From a Spreadsheet to a Database

Bahlai’s Law says,

"Other people's data is always inconsistent and in the wrong format."

We open this lesson by taking data from three different data sources, one scraped by learners in the library carpentry webscraping lesson and joining them together to answer a research question.

We will then take such data, a bibliography embedded in a spreadsheet, and turn it into something usable.
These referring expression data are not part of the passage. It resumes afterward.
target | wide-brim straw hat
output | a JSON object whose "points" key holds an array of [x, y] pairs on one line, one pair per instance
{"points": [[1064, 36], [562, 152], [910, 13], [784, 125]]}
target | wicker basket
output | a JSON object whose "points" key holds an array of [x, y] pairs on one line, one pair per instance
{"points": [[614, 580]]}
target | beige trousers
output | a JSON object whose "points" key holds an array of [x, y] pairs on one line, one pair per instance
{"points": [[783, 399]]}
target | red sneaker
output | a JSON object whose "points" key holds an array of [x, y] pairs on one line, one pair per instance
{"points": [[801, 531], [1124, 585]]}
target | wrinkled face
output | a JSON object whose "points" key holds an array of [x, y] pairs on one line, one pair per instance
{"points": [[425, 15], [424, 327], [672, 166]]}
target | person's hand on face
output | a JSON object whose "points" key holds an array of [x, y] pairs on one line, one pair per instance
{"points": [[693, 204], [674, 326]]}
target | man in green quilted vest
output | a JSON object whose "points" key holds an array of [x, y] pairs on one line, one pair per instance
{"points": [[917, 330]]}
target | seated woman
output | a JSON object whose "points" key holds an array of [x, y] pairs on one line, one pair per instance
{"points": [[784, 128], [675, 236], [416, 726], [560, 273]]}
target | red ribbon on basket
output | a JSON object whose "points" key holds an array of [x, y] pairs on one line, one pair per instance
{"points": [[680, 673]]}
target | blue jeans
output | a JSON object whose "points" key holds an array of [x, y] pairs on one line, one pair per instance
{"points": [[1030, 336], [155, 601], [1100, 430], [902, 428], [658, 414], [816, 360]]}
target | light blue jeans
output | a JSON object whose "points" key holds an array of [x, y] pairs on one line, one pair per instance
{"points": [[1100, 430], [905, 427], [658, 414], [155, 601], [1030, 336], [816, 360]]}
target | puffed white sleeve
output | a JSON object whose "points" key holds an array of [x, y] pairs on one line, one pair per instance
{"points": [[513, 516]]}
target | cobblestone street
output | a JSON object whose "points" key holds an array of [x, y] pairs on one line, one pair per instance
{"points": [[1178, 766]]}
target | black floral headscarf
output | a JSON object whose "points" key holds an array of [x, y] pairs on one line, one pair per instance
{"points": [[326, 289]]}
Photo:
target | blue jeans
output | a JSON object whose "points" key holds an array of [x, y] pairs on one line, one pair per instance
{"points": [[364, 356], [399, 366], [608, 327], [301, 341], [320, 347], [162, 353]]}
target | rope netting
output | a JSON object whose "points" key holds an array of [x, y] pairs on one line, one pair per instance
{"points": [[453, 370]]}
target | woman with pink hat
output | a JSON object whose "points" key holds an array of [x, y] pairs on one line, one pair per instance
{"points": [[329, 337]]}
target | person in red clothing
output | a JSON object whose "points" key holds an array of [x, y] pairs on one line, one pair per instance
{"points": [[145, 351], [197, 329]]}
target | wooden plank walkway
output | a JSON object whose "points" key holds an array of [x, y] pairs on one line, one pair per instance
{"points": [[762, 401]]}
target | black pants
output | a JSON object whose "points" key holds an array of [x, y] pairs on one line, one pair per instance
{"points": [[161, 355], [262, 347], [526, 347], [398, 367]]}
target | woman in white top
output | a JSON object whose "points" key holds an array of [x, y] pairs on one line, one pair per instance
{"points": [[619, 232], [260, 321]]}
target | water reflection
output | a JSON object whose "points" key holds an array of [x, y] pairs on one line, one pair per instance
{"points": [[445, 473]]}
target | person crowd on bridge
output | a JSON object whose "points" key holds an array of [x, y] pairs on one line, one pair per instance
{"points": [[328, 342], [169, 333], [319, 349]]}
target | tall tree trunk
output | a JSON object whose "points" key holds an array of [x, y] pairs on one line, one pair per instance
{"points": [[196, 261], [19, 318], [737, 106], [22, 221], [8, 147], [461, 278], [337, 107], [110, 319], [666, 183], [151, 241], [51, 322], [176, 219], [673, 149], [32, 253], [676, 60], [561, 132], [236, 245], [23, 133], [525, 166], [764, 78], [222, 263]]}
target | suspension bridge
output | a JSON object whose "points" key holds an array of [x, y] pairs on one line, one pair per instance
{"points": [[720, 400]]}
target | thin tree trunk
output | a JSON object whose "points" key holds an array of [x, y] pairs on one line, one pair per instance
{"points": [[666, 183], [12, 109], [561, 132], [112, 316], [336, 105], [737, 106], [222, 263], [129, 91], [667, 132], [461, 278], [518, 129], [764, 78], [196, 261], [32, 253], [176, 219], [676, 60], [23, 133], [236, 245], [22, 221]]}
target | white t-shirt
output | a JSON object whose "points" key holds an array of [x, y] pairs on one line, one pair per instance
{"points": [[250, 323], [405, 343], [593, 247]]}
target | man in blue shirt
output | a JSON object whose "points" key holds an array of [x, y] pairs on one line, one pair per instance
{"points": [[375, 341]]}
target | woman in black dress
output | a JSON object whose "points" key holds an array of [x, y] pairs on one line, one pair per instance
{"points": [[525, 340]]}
Along the way, we will use all of the tools introduced so far to extract, reformat, and analyze information that would otherwise be difficult or impossible to work with.

Prerequisites

Learners should have completed introductory lessons on:

  • the Unix shell (head and tail, word count, sorting, and pipes)
  • Git (setting up a repository, committing files)
  • Python (libraries, loops, list indexing, string formatting)
  • SQL (creating tables, inserting data, joins)

Schedule

Setup Download files required for the lesson
00:00 1. Loading data directly into the database What is the difference between a spreadsheet and a table?
How do I bulk load data into sqlite3?
00:40 2. Combining datasets What is the essential thing needed to combine data from different sources?
How do we answer research questions with SQL and other peoples’ data?
01:20 3. Extracting Data What do we do with data we cannot quickly bulk load into a database?
How does python read csvs?
01:50 4. Transforming and Loading Data into a database How do we clean data using python?
How can we load that cleaned data into a database?
02:20 Finish

The actual schedule may vary slightly depending on the topics and exercises chosen by the instructor.